More from Glenn Dunks (Film Experience), Beth Hanna (Thompson on Hollywood), Eric Kohn (Indiewire, A), Drew McWeeney (HitFix) and Ben Umstead (Twitch). Danielle Lurie and Sarah Salovaara talk with Amirpour for Filmmaker, and Emma Myers interviews her for Film Comment.

Updates, 3/24: At the Playlist, Drew Taylor gives Girl Walks an A-: “Amirpour, who could have easily starred as the main character, is clearly inspired by comic books, with many of the scenes carrying a careful, graphic novel sense of composition. (Amirpour is also authoring a series of comic books that continue the story.) Each shot seems to be more beautiful than the last, with deep, dark blacks and blurry lens flares that were accomplished the old fashioned way: by shooting anamorphic. There is one sequence where the girl is stalking a potential victim by mirroring their every move from across the street. It’s a moment that exemplifies the movie as a whole—funny, scary, oddly sexy and deeply gorgeous.”

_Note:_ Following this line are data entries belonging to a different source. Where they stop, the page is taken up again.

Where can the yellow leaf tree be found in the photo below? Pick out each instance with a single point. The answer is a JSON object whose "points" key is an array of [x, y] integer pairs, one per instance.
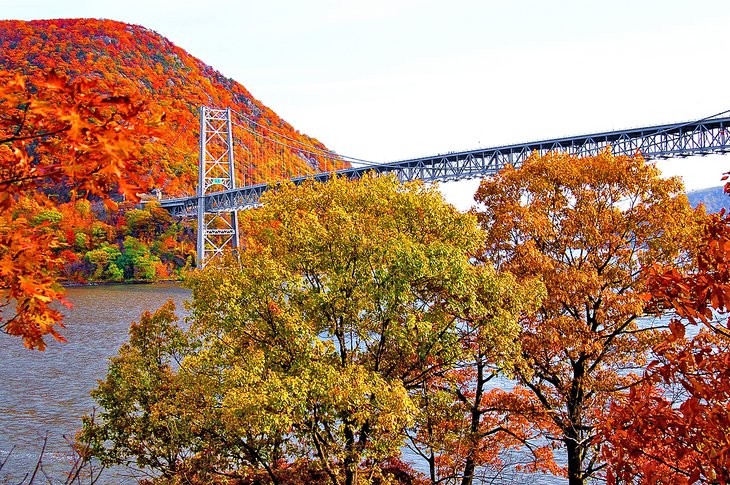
{"points": [[309, 346]]}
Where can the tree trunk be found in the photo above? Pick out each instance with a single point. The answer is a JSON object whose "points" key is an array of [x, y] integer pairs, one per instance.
{"points": [[575, 462]]}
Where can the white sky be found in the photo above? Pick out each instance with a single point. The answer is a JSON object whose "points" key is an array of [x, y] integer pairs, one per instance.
{"points": [[391, 79]]}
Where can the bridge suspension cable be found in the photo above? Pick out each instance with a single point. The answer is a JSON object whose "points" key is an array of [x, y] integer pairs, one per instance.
{"points": [[303, 147]]}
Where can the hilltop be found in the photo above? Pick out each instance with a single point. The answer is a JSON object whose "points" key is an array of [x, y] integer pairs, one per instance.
{"points": [[714, 199], [135, 61], [121, 242]]}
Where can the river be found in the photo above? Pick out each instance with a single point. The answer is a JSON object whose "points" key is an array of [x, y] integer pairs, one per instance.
{"points": [[46, 393]]}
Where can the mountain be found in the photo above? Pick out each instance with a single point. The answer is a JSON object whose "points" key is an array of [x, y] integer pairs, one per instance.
{"points": [[121, 242], [132, 60], [714, 199]]}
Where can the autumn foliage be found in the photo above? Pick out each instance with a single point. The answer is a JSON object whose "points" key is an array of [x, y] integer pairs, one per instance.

“Lyle Vincent’s cinematography and Sergio De La Vega’s production design are as much a star attraction as the actors, if not more so,” writes Christopher Bourne at Twitch. “However, outside of the novelty of its premise, the film doesn’t offer much more of substance; it’s so obsessed with its own coolness, irreverence, and taboo-breaking in an Iranian context (with its crime ridden milieu and brief nudity), that we are always kept at a remove. Also, once the novelty wears off, the film becomes draggy and thematically repetitive. Still, this debut feature marks the arrival of a promising talent.”